だが顔は決して崩さず、鼻で笑うだけであった。
「あ…そういえば。」
名前は腰のデッキケースを外すと、自分のデッキの横に入れた 海馬のデッキを取り出した。
「これ、海馬のデッキ。私が預かっていたの。…一応、傷付いたりはしてないと思うけど。」
海馬が受け取る際に、手が少し触れる。
すぐにその手を引こうとすると、海馬はデッキを小指と薬指で手の平に抱えて持ったまま、残りの3本の指で名前の手首を掴んで引き寄せた。
「!!!!」
勢いで抵抗に出したもう片方の腕をさらに捕まれ、そのまま反転してヘリの機体に身体を追いやられる。
「か、海馬くん!」
「…! な、なにするのよ…!」
一瞬何が起きたかわからなかったが、ヘリの機体に押し倒された名前を見て 遊戯はやっと状況を理解した。

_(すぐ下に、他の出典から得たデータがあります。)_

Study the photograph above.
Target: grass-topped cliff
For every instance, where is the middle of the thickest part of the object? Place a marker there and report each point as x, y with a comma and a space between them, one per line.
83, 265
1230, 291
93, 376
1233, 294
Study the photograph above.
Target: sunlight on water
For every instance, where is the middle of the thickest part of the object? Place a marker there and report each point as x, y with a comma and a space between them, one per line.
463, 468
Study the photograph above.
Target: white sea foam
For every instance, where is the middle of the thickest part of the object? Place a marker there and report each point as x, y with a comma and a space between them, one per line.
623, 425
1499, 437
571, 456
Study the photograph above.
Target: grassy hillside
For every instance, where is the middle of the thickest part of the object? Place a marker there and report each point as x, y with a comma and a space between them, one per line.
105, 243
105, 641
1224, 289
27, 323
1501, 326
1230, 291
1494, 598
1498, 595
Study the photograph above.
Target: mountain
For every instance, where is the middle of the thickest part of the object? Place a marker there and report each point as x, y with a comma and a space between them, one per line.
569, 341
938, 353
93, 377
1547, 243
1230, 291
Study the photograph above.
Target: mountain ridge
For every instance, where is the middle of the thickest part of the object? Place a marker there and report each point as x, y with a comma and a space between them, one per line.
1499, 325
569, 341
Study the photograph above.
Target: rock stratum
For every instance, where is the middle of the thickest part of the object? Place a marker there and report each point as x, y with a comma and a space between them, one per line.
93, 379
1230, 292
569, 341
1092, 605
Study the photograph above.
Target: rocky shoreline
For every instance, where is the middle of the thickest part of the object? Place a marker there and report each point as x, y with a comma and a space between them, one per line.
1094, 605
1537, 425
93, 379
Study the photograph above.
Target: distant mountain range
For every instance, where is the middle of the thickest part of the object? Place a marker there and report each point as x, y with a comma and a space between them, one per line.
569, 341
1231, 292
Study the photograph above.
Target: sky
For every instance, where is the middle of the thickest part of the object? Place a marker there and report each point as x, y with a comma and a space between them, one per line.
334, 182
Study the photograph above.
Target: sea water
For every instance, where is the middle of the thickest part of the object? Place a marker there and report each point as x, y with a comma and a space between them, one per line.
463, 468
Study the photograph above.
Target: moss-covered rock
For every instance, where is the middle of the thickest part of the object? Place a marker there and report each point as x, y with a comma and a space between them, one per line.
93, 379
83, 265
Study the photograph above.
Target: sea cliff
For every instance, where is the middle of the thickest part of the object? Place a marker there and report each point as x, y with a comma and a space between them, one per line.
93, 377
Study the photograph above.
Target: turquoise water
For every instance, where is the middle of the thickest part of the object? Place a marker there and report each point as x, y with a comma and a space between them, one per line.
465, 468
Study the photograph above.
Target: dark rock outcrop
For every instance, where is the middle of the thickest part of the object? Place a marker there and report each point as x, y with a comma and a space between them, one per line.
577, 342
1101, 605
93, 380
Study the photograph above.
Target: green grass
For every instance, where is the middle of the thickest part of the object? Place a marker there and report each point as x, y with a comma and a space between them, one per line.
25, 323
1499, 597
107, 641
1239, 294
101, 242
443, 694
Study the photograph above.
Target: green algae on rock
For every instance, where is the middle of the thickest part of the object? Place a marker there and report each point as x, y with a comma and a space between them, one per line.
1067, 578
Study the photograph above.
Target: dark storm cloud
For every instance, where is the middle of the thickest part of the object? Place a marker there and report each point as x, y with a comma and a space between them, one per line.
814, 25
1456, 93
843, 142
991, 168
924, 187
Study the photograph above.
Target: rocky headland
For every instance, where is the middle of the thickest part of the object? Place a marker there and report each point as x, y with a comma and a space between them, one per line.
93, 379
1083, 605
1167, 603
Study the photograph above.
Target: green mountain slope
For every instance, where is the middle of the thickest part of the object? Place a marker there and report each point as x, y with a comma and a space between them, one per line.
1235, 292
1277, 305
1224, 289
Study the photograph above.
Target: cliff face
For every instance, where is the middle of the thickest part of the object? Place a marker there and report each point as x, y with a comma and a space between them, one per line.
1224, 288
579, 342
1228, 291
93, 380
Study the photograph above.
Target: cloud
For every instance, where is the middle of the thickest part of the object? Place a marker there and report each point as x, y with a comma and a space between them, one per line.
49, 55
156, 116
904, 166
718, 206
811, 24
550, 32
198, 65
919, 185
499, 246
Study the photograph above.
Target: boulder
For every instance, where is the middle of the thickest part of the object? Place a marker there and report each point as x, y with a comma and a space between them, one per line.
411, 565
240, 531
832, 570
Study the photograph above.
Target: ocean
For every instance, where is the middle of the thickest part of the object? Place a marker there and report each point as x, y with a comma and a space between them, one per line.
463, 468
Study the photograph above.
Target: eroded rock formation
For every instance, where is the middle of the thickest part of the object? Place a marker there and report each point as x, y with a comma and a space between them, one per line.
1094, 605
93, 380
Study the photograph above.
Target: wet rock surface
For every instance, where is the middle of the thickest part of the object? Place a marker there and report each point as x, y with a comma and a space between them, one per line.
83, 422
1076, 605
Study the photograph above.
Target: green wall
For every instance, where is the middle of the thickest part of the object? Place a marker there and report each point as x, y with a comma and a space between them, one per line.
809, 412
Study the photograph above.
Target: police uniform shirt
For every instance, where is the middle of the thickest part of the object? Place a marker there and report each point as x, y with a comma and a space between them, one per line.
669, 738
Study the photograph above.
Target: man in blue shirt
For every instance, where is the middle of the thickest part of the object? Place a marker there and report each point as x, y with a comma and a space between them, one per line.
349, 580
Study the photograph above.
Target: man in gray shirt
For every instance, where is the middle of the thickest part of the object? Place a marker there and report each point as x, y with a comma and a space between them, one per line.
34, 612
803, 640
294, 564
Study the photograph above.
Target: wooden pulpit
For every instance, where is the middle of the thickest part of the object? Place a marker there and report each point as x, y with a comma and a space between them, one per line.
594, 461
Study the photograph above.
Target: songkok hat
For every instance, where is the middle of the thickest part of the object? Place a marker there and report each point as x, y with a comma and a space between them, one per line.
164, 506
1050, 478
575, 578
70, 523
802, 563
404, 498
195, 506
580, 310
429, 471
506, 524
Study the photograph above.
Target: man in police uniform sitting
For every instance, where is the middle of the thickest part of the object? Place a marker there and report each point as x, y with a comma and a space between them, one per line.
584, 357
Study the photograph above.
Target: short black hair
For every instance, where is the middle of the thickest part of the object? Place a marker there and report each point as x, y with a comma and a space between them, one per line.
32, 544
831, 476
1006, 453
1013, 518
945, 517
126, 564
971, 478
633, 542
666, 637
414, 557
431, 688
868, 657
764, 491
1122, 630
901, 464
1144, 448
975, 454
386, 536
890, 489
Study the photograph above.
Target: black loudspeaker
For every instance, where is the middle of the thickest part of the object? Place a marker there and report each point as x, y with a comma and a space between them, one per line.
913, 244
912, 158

「とりあえず礼は言っておく。だが、貴様がまだペガサスの仲間でないと言う確証はまだ無い。」
海馬は少し険しい表情で名前を見下ろす。
内心、海馬も正直なところ心臓は高鳴っていた。それが何故だかはわからない。
だが、普段名前の居ない所で名前の事を考え続けていた所為か、実際 久しぶりに彼女を前にして やっと自分がどれだけこの女に逢いたかったのかを思い知った。

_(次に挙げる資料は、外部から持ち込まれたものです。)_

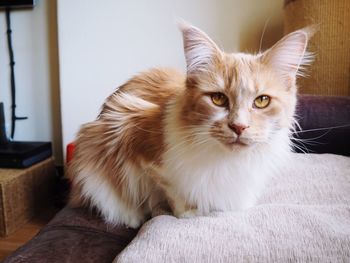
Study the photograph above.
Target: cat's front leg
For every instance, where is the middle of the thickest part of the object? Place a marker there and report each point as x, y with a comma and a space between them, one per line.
180, 208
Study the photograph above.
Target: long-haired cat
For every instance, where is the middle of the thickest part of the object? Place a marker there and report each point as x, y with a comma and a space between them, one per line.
203, 141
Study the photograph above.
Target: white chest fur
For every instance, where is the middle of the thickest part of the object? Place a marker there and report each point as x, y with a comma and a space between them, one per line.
211, 178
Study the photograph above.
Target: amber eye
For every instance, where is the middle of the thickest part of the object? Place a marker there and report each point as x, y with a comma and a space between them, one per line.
262, 101
219, 99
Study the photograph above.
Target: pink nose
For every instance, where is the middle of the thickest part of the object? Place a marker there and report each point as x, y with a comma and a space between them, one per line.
238, 128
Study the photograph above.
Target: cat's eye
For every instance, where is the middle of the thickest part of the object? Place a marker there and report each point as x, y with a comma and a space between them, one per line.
262, 101
219, 99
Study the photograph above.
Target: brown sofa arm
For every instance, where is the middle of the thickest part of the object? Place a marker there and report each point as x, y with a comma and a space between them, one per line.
79, 235
74, 235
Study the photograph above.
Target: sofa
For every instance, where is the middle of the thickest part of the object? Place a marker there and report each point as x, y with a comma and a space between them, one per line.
281, 228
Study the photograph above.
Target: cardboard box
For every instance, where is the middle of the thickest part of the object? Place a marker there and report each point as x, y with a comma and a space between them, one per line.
23, 193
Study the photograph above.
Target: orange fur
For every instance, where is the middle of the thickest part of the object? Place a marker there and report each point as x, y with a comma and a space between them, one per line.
129, 157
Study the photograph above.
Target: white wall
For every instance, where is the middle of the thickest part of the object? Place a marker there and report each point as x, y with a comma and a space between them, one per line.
103, 43
34, 33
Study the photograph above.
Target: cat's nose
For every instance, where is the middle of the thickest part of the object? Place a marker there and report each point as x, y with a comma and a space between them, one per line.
237, 128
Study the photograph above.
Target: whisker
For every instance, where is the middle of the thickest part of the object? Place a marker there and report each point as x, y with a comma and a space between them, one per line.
324, 128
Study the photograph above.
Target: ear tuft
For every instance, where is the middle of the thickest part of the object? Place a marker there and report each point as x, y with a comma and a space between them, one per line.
200, 50
289, 55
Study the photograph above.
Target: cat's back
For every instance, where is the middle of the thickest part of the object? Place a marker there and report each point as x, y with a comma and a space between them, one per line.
150, 89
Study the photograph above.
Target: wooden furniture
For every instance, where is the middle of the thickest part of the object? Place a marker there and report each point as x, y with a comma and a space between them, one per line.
23, 193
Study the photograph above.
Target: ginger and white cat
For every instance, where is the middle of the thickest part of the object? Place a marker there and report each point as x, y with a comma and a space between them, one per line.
203, 141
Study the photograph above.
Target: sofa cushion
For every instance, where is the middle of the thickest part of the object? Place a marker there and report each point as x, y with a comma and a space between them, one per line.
303, 215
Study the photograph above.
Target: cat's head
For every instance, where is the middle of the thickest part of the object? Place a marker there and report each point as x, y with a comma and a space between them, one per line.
241, 99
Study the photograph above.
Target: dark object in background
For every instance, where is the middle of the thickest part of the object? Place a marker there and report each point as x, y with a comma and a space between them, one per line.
325, 123
20, 154
80, 235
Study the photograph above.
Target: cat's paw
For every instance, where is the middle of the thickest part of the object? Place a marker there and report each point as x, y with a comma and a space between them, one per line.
189, 214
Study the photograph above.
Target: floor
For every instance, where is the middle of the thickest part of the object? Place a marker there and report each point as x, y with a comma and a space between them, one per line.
10, 243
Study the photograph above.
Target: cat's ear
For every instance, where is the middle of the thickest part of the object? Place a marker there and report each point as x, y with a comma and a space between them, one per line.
200, 51
289, 56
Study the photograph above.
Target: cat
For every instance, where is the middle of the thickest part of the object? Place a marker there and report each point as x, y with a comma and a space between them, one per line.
203, 141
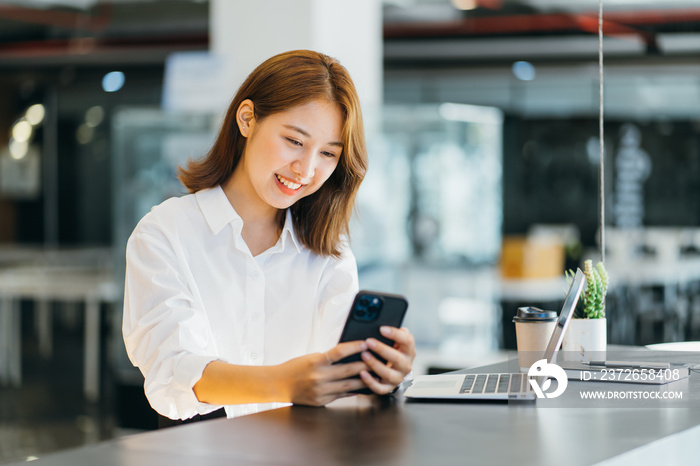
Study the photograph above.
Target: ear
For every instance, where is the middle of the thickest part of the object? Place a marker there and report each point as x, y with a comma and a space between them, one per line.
245, 117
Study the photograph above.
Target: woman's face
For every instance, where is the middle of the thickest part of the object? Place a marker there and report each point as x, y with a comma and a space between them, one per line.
289, 155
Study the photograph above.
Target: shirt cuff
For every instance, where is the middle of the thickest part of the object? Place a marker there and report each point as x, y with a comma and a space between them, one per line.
187, 373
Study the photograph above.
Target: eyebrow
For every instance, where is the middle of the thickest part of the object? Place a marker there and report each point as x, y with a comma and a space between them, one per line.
305, 133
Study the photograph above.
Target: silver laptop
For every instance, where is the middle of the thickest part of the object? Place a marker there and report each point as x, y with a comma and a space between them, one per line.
497, 386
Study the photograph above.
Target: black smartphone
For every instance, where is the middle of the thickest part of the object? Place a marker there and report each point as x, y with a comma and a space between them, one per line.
371, 310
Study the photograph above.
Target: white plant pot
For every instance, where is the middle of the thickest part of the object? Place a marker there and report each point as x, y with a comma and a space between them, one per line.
585, 340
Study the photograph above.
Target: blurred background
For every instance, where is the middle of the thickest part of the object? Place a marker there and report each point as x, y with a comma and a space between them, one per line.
483, 130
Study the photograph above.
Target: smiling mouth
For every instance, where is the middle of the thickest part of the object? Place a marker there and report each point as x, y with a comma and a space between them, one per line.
289, 184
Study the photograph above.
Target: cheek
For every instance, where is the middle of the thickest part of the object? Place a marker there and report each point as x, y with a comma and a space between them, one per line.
327, 169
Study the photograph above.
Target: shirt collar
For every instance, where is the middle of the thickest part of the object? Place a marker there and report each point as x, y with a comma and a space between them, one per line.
288, 231
217, 210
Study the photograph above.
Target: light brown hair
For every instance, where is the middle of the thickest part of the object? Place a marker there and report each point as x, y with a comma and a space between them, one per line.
281, 83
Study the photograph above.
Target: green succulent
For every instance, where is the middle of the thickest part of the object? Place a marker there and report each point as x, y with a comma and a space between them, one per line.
592, 303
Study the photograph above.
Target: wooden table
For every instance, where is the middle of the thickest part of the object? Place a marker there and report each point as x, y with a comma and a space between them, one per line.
391, 431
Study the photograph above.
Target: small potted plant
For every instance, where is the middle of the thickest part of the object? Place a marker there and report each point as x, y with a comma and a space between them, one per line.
586, 337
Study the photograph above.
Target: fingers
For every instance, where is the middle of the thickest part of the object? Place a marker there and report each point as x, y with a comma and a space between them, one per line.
401, 337
375, 385
343, 350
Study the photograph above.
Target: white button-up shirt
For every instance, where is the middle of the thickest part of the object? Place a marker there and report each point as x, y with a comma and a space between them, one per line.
194, 293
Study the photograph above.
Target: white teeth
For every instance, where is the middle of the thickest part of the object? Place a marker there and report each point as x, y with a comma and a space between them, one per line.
288, 183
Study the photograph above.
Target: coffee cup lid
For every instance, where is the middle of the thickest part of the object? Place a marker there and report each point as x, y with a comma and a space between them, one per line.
534, 314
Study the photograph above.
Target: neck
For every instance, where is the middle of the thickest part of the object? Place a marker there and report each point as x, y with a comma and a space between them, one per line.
251, 209
261, 222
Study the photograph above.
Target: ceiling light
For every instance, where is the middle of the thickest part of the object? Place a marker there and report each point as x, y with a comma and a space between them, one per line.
113, 81
22, 130
35, 114
18, 149
465, 4
524, 70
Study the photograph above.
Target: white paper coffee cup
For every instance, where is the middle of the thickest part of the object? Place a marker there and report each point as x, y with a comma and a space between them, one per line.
533, 329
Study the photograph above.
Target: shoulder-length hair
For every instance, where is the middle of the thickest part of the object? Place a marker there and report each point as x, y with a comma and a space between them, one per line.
280, 83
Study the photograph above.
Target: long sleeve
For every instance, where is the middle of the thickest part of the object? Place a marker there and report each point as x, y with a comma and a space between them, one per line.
165, 329
337, 289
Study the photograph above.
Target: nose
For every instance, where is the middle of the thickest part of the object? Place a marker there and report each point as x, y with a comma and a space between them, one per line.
305, 166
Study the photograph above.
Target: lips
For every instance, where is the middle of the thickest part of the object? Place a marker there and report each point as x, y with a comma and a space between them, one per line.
288, 183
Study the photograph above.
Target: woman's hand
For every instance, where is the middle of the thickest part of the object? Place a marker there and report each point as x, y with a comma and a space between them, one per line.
399, 360
314, 380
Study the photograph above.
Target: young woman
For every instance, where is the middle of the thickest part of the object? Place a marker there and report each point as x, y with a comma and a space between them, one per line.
236, 294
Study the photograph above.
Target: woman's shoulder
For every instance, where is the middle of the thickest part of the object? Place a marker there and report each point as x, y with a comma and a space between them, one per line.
170, 214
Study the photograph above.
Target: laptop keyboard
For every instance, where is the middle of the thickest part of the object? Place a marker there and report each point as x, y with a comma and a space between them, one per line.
495, 383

しかしその気持ちとは別に、身体が勝手に名前を取り押さえたのだ。
口から出た“ペガサスの仲間である可能性”は確かに本心から疑っている。それでも それ以上に、遊戯と夜を過ごしていた事への嫉妬が海馬を動かした。
「(何だ…この胸の奥から湧き上がる この昂りは…!)」
心の中で自らとの戦いに苛まれる海馬もだが、名前も胸中は大荒れであった。
海馬に捕まれた両の手が熱い。それどころか、膝から下の足が海馬の長い足と絡み合い、地面を踏み締める感覚よりも 海馬の足と触れ合っている所にばかり感触が集中している。
…青い目が上から射殺さんばかりに名前を見ている。それを彼女はただ目を見開いて受け取るしかなかった。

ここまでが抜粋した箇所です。